A new limit on state and local tax deductions isn’t forcing taxpayers to leave New York, New Jersey and California despite claims from some Democratic politicians that the federal tax overhaul is causing a mass exodus of wealthy residents, according to Moody’s Investor Service.
“Migration from high-tax states is lower than a decade ago and generally following the U.S. as a whole, while many people are moving from one high-tax state to another,” according to the research led by Moody’s vice president and senior credit officer Marcia Van Wagner. “Jobs and demographic trends will continue to influence relocation patterns more than tax burdens.”
Migration rates in the five high-tax states most affected by SALT — California, Connecticut, Maryland, New Jersey and New York — are generally in line with U.S. trends, according to the report released Monday. The data also suggests that people who leave high tax states aren’t necessarily doing so for tax reasons. The most popular destination for people leaving New Jersey and Connecticut is New York, according to Moody’s.

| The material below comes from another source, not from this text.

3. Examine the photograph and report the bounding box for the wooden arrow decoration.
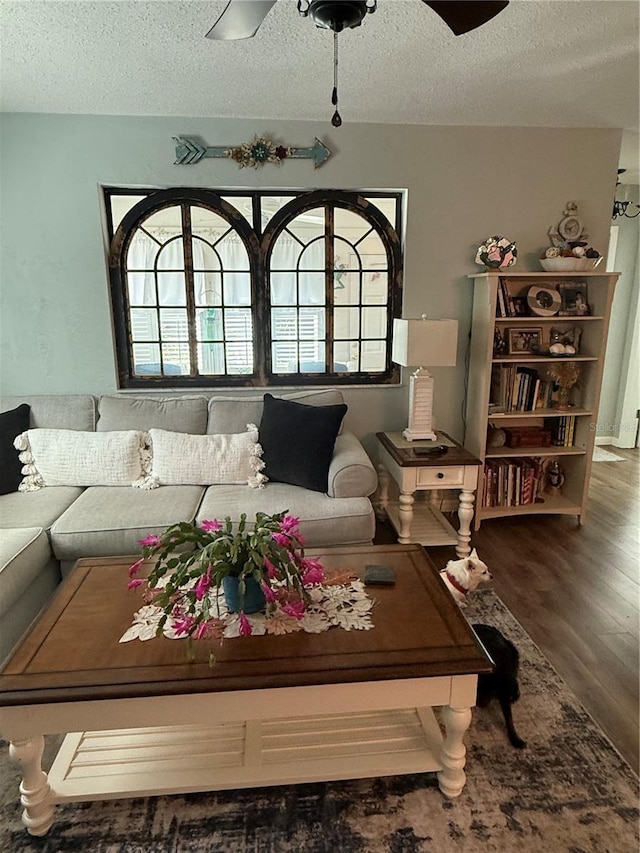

The 2017 Republican tax law capped at $10,000 the amount of state and local tax, or SALT, people can deduct from their federal liabilities. The deduction, which was previously unlimited for some taxpayers, have prompted Democrats to say President Donald Trump targeted mostly Democratic states to pay for his $1.5 trillion tax cut bill. A group of congressional Democrats is working on legislation to make the deduction more generous, though it’s unlikely to become law anytime soon.